Phenylalanine ammonia lyase (PAL) activity was assayed following the procedure described by Nguyen et al. (21) and expressed in katals produced per mass of protein (kat/kg). The activity of polyphenol oxidase (PPO) was assessed following the method described by Kahn (22). For this purpose, the increase in absorbance of 1.5 mL of the reaction mixture, including citrate (100 mM), phosphate buffer (200 mM, pH=5), catechol (0.05 M), and the supernatant (100 μL), was measured at 420 nm for 2 min. The activity of PPO was expressed in kat/kg.
Proline determination
For the determination of proline, 1 g fruit tissue was uniformly mixed in 10 mL sulfosalicylic acid (3%) and subsequently centrifuged (10 000×g, 15 min). The obtained supernatant (2 mL) reacted with ninhydrin (2 mL, 2.5%) and glacial acetic acid (2 mL), was heated at 100 °C for 60 min, and then cooled down in an ice bath. Each tube received toluene (4 mL) and was later shaken dynamically until it was separated into two phases. The absorbance of the proline-containing phase was measured at 520 nm, and proline value (µg/g) on fresh mass basis was calculated with standard curve of known concentrations of proline (23).
Extractions and assays of antioxidant enzyme activities and H2O2 content
Frozen plum fruits (1 g) were ground and extracted for 30 s with phosphate buffer (50 mM, pH=7.8) containing EDTA (0.2 mM) and PVP (2%). The homogenates were centrifuged (12 000×g, 4 °C, 20 min) to obtain the supernatants for enzymatic assays.
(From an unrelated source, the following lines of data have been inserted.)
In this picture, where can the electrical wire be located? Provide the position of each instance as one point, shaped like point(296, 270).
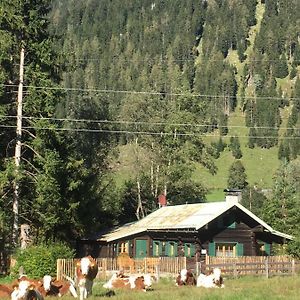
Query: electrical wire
point(107, 91)
point(177, 134)
point(148, 123)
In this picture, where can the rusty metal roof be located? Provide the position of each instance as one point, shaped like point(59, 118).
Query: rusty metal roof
point(181, 217)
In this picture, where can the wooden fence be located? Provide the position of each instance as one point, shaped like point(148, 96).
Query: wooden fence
point(171, 266)
point(253, 265)
point(106, 266)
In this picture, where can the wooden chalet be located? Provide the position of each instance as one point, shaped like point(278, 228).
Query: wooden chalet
point(224, 229)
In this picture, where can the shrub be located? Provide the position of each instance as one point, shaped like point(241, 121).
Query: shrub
point(40, 260)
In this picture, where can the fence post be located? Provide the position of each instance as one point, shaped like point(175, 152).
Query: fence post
point(267, 266)
point(235, 272)
point(293, 267)
point(198, 268)
point(57, 268)
point(157, 272)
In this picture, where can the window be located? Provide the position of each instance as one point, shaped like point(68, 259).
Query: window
point(189, 250)
point(264, 249)
point(226, 249)
point(123, 247)
point(226, 222)
point(157, 248)
point(171, 249)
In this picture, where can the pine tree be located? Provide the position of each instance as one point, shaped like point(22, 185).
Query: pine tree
point(237, 176)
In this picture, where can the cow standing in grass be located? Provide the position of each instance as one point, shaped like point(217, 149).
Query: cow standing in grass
point(53, 287)
point(86, 272)
point(212, 280)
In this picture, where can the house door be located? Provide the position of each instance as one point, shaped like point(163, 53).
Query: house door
point(141, 248)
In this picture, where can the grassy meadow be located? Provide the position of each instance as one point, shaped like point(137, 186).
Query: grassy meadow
point(252, 288)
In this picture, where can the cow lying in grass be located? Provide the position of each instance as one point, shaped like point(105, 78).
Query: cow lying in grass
point(136, 282)
point(211, 280)
point(26, 289)
point(54, 287)
point(185, 277)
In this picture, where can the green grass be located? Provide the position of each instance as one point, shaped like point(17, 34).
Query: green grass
point(246, 288)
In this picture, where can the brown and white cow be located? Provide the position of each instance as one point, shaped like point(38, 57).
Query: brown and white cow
point(26, 289)
point(86, 272)
point(6, 290)
point(185, 277)
point(119, 281)
point(211, 280)
point(54, 287)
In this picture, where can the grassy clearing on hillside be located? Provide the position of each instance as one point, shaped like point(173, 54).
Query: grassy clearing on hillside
point(246, 288)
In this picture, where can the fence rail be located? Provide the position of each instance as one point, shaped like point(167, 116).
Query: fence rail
point(254, 265)
point(160, 265)
point(247, 265)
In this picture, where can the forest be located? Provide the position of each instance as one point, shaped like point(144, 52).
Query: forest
point(123, 101)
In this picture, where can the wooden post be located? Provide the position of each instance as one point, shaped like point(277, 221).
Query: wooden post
point(293, 267)
point(15, 230)
point(157, 272)
point(267, 267)
point(235, 272)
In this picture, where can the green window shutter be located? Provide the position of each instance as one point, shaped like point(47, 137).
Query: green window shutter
point(268, 249)
point(239, 249)
point(157, 251)
point(154, 248)
point(169, 247)
point(175, 249)
point(212, 249)
point(220, 223)
point(186, 248)
point(167, 251)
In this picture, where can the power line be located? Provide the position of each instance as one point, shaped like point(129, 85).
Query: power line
point(149, 123)
point(177, 134)
point(108, 91)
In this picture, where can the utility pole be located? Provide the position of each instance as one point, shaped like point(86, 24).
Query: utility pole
point(15, 234)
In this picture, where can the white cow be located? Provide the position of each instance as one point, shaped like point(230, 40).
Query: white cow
point(212, 280)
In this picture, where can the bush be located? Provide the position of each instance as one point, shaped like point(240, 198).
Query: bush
point(40, 260)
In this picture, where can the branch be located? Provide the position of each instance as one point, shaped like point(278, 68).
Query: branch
point(40, 156)
point(30, 164)
point(31, 134)
point(32, 175)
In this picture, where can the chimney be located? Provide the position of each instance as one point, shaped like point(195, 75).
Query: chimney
point(233, 195)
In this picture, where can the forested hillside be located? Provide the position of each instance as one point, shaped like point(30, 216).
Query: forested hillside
point(125, 100)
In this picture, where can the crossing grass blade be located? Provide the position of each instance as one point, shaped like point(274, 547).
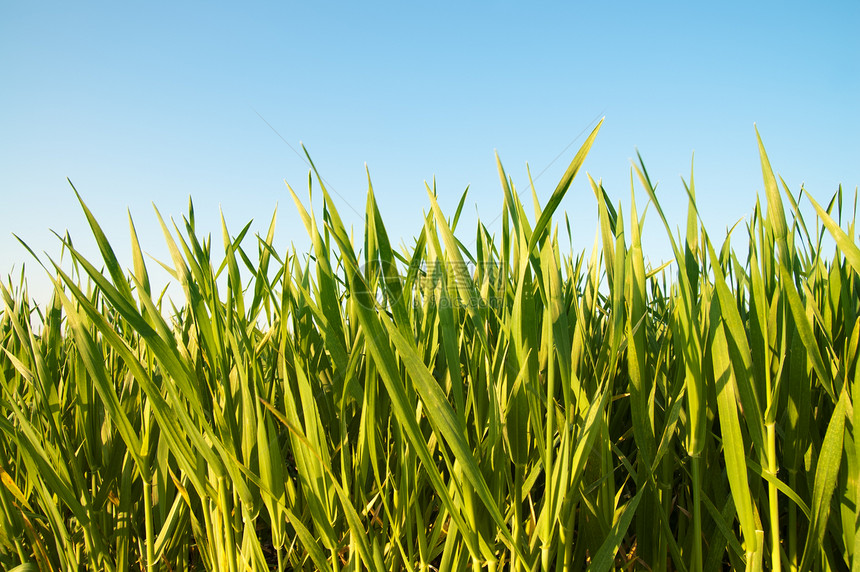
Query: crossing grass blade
point(499, 405)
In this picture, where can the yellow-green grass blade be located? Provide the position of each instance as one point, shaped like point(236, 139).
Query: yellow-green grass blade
point(826, 471)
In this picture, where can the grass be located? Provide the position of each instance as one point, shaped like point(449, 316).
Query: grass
point(513, 407)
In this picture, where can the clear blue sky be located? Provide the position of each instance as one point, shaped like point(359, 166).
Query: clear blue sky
point(158, 101)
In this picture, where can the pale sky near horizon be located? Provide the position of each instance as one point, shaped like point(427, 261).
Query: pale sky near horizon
point(151, 103)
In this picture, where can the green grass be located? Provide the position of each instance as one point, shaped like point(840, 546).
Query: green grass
point(508, 406)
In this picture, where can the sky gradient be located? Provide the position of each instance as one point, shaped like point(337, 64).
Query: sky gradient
point(155, 103)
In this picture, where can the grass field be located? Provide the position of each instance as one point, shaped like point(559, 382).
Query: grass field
point(507, 406)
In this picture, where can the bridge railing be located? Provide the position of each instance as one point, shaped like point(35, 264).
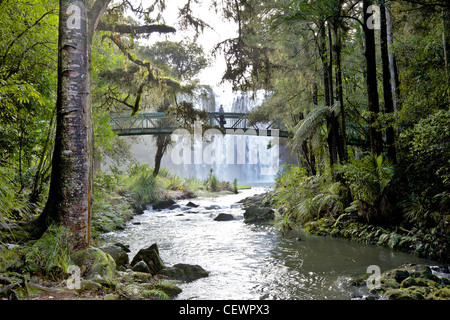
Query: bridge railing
point(162, 123)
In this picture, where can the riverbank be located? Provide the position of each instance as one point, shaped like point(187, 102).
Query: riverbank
point(40, 269)
point(406, 282)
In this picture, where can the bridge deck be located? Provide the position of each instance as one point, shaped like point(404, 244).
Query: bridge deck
point(153, 123)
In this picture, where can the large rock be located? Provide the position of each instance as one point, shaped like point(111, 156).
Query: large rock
point(224, 217)
point(192, 205)
point(117, 253)
point(184, 272)
point(141, 266)
point(151, 257)
point(93, 263)
point(258, 214)
point(163, 204)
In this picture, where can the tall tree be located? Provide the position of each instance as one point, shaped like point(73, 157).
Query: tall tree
point(70, 196)
point(387, 88)
point(376, 139)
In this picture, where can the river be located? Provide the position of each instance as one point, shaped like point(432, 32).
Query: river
point(248, 261)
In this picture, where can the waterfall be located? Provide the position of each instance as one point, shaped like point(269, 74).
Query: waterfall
point(241, 157)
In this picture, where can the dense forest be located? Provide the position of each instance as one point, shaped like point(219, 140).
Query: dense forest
point(363, 86)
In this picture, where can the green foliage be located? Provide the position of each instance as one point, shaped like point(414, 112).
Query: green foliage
point(50, 255)
point(145, 189)
point(368, 177)
point(427, 149)
point(303, 198)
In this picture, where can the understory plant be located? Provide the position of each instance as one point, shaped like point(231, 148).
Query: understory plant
point(368, 180)
point(302, 198)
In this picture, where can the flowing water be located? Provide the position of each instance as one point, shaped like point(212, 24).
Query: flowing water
point(248, 261)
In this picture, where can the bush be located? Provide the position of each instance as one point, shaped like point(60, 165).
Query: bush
point(368, 180)
point(303, 198)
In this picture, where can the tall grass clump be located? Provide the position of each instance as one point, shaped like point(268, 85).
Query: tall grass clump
point(301, 198)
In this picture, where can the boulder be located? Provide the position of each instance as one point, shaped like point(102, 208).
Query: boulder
point(117, 253)
point(258, 214)
point(192, 205)
point(162, 204)
point(151, 257)
point(212, 207)
point(224, 217)
point(184, 272)
point(125, 247)
point(141, 266)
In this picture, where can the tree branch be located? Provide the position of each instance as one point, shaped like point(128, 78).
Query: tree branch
point(128, 29)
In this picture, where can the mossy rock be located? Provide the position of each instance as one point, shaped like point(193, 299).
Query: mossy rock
point(441, 294)
point(184, 272)
point(151, 257)
point(93, 263)
point(358, 281)
point(13, 260)
point(168, 286)
point(412, 293)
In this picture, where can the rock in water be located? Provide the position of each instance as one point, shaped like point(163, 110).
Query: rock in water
point(151, 257)
point(192, 205)
point(184, 272)
point(258, 214)
point(141, 266)
point(224, 217)
point(163, 204)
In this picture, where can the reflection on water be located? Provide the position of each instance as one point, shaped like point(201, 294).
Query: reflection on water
point(252, 261)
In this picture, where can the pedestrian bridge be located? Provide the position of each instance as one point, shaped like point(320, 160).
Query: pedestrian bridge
point(154, 123)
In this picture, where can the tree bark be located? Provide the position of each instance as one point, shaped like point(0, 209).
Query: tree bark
point(376, 140)
point(70, 195)
point(342, 144)
point(387, 88)
point(128, 29)
point(323, 51)
point(446, 40)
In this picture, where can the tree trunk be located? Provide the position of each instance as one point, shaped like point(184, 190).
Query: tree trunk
point(342, 143)
point(376, 140)
point(70, 196)
point(392, 67)
point(327, 94)
point(387, 88)
point(446, 40)
point(162, 142)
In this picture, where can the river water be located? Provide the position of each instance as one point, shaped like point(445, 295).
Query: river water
point(248, 261)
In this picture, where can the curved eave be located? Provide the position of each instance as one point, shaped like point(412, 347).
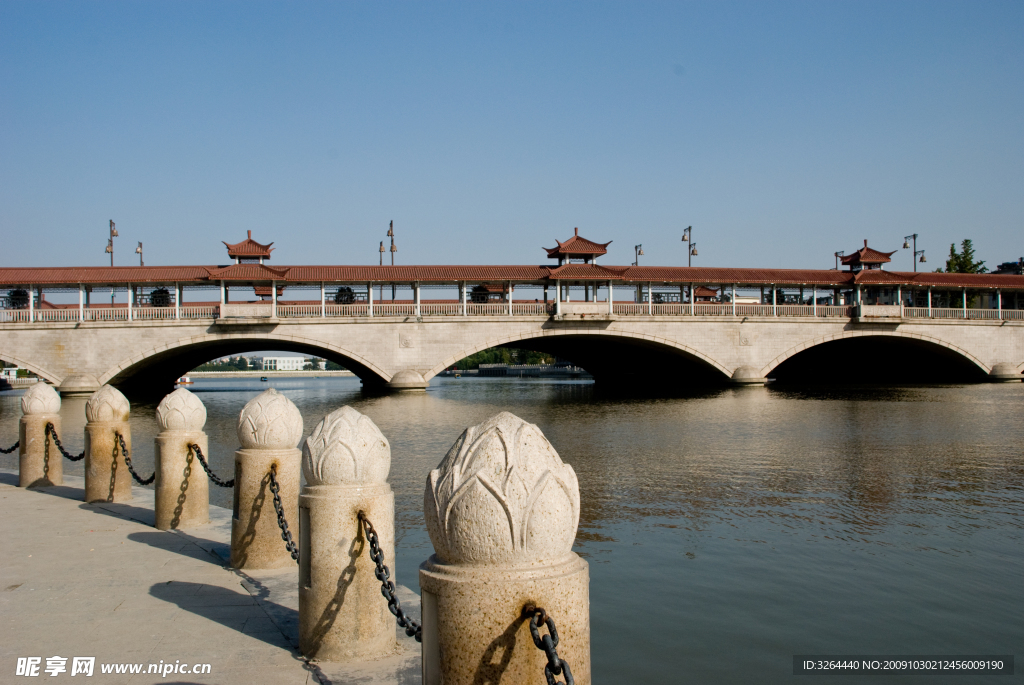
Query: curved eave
point(628, 275)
For the catalase (CAT) assay, H2O2 (15 mM) and phosphate buffer (pH=7) were added to 0.1 mL extract, and the absorbance was recorded at 240 nm for 60 s. For the ascorbate peroxidase (APX), the reaction mixture (2 mL) consisted of 20 μL supernatant, phosphate buffer (pH=7), ascorbic acid (0.5 mM) and H2O2 (1 mM). The absorbance of the reaction mixture was recorded at 290 nm for 60 s. To measure the activity of superoxide dismutase (SOD), the supernatant (50 μL), phosphate buffer (25 mM, pH=7), l-methionine (12 mM), nitroblue tetrazolium (NBT; 1 M), riboflavin (1 M) and sodium carbonate (50 mM, pH=10.2) were mixed to reach a 3-mL reaction mixture. Then, the absorbance was measured at 560 nm after exposure to light for 30 min, demonstrating the enzyme ability to inhibit photochemical reduction of the NBT. The only difference from the blank mixture was the exposure to the dark for 30 min (24). The protein content was determined following Bradford’s (25) method using bovine serum albumin (BSA) as the standard. For the measurement of H2O2, 1 g of fruit tissue was homogenized in TCA (5 mL, 1% V/V) and centrifuged (10 000×g, 5 min). After that, 750 µL phosphate buffer (100 mM) and 1.5 mL potassium iodide (1 M) were added to the extract, the absorbance of the reaction mixture was measured at 390 nm (26) and results were expressed as molality in μmol/kg.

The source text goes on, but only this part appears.